Le thème de l’entreprenariat des femmes comme instrument de réalisation du travail décent et des OMD a dominé les débats ici. « L’entreprenariat féminin a un effet sur la réduction de la pauvreté et sur la réalisation des OMD », affirme Mme Thokozile Ruzvidzo, Directrice par intérim du Centre africain pour le genre et le développement de la CEA.

En outre, sur un continent où l’esprit d’entreprise est peu répandu, les défis rencontrés par les femmes dans cette région sont encore plus grands. Et pourtant, il y a du changement dans l’air. Récemment, l’Afrique a connu une croissance phénoménale du secteur informel, des micro-entreprises et des PME, dirigées pour la plupart par des femmes.

Selon Gerry Finnegan, Directeur du Bureau de l’OIT à Lusaka et spécialiste du développement de l’entreprenariat des femmes, « l’Agenda de l’OIT pour le travail décent offre un cadre valable pour envisager des moyens efficaces pour soutenir les femmes chefs d’entreprise. »

Le Programme de la Coopération irlandaise et de l’OIT intitulé « Développer l’esprit d’entreprise parmi les femmes handicapées » a pour but de faciliter l’accès des femmes chefs d’entreprise souffrant de handicap aux activités intégrées du service de Promotion de l’entreprenariat féminin (WED) dans cinq pays d’Afrique sub-saharienne. Il y parvient grâce à sa collaboration étroite avec un autre projet de l’OIT, financé par l’Irlande, « le développement de l’entreprenariat, la promotion des femmes et de l’égalité des sexes » (WEDGE), qui œuvre pour améliorer les opportunités économiques pour les femmes d’affaires en général.

Le programme WEDGE offre un modèle de stratégie de l’OIT pour développer l’esprit d’entreprise des femmes à travers une triple approche : promouvoir les connaissances relatives à l’entreprenariat féminin, soutenir la liberté d’expression et la représentation des femmes et développer une gamme de services destinés aux femmes chefs d’entreprise et à leurs prestataires de services.

« Renforcer les capacités des femmes africaines, c’est renforcer l’Afrique », affirme le Directeur général du BIT Juan Somavia, ajoutant qu’encourager l’entreprenariat féminin en Afrique est crucial pour le développement du continent.

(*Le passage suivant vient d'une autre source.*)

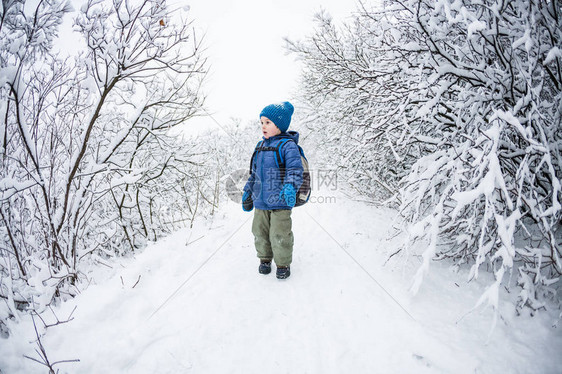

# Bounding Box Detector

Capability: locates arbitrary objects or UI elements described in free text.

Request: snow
[0,191,562,374]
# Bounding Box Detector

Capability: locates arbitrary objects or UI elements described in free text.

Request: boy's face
[260,116,281,139]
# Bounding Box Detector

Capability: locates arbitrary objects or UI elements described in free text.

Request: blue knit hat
[260,101,295,132]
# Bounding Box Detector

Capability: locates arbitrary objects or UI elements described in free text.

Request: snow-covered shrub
[0,0,204,328]
[288,9,437,201]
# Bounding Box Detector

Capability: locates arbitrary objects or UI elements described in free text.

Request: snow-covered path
[0,196,562,374]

Dans un bref discours, l’Administrateur du PNUD Kemal Dervis a insisté sur le fait que les femmes africaines sont une « force motrice à tous les niveaux » sur un continent où le leadership des femmes est une tradition forte, en particulier dans le commerce.

A travers toute l’Afrique, l’OIT travaille avec des partenaires du développement et notamment le PNUD. « Dans le contexte d’une « ONU unie », l’OIT travaille activement à un programme conjoint pour le renforcement des capacités économiques des femmes au Mozambique », déclare M. Finnegan.

Les participants se sont mis d’accord : l’entreprenariat des femmes peut être une filière pour instituer des mécanismes offrant une meilleure protection et une plus grande sécurité aux femmes entrepreneurs, à leur famille et à leur communauté. Il pourrait aussi garantir que les femmes, en particulier les plus marginalisées, soient informées de leurs droits et des ressources dont elles peuvent être titulaires. Cela participe à la lutte globale contre les discriminations sur le marché du travail.